Jason Fitzpatrick of the Centre for Computing History is to meet with one of the single most influential figures behind its collection to seek more funding as the museum gathers a head of steam in its ambitions to set up in Cambridge.
He will hope to weave some of the same magic with Hermann Hauser that saw him unexpectedly land early stage US investor and entrepreneur, Brad Feld, as a backer following an opportunistic pitch to investors at the Springboard programme.
Fitzpatrick blagged five minutes to talk about the museum back in July at the Springboard investors day before the official startup pitches and, as it transpires, landed himself an investor.
He didn't realise Feld, their as the guest speaker, was taking it all in.
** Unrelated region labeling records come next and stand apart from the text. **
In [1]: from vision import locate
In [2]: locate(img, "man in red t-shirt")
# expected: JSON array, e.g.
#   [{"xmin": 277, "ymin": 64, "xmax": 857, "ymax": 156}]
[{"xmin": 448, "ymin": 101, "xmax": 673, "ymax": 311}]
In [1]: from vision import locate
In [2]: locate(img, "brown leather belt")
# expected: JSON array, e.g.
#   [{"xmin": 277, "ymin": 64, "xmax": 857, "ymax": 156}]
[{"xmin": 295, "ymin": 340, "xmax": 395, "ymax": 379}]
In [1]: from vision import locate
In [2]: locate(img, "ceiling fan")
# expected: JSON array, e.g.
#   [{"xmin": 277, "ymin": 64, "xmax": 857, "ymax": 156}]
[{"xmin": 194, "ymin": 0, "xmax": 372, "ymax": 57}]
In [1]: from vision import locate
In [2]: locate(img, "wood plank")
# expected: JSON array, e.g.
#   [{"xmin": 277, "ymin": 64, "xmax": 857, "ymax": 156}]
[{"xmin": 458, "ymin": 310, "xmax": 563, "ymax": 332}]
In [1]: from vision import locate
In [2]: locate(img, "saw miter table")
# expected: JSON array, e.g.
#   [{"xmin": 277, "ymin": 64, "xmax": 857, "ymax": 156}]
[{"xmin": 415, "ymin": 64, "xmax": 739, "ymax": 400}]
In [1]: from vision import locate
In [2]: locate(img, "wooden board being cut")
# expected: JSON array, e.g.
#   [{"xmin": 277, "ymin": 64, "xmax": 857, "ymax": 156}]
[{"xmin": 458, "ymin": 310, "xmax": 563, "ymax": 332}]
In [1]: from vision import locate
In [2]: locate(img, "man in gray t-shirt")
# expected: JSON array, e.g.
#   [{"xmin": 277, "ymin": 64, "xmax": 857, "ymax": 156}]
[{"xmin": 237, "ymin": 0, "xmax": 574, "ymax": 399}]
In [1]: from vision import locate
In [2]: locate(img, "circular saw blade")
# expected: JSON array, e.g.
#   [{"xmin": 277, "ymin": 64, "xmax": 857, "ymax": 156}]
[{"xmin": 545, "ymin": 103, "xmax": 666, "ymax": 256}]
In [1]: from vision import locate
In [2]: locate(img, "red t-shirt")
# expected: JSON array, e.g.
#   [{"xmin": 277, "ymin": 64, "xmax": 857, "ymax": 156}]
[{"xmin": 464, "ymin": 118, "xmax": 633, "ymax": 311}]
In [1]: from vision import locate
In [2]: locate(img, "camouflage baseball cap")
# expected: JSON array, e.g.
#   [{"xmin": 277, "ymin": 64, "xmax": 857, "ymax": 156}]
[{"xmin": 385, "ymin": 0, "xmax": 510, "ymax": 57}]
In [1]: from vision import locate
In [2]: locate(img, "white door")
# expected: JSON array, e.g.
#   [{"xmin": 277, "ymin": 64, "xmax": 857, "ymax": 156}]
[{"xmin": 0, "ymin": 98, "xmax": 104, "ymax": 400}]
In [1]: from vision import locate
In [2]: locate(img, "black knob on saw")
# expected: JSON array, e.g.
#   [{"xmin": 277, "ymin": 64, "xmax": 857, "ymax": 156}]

Quoted in the museum's announcement of the funding, Feld said: "Jason's presentation provided a snapshot of what has been achieved so far and the short summary was enough to afford a fascinating insight into the vision behind the project and convince me that Cambridge is the obvious location for a stand alone museum of this nature.
"The USA has a first-class computer museum appropriately situated at Palo Alto in Silicon Valley. Cambridge is at the heart of Silicon Fen, the UK's, if not Europe's, leading technology cluster. The city has played - and continues to play - such a vital role in the history of computing."
Fitzpatrick says Hauser has been a supporter of the museum idea from the outset, but has held off discussing funding opportunities until a site could be found. "He said find a building then we can talk about what money we need," said Fitzpatrick.
Following a couple of leads which didn't work out, Fitzpatrick says negotiations are now underway on a 10,000 sq ft site on Coldham's Road, and the meeting, which is planned for next week, can go ahead Hauser.
Fitzpatrick says the museum idea is much like a startup and that it will involve something of a leap of faith as it will only be after the launch that it can prove itself.
While the Centre, commonly referred to as the computer museum, has been close to finding other sites, they have either required too much work or not been large enough.
The museum, which already has the backing of Red Gate Software, Arm and Microsoft Research, now has enough funds to move to Cambridge and cover rents and rates for at least one year. The idea is to become sustainable by building the museum into something beyond just a display and eventually generate enough revenues to move to a larger and better site.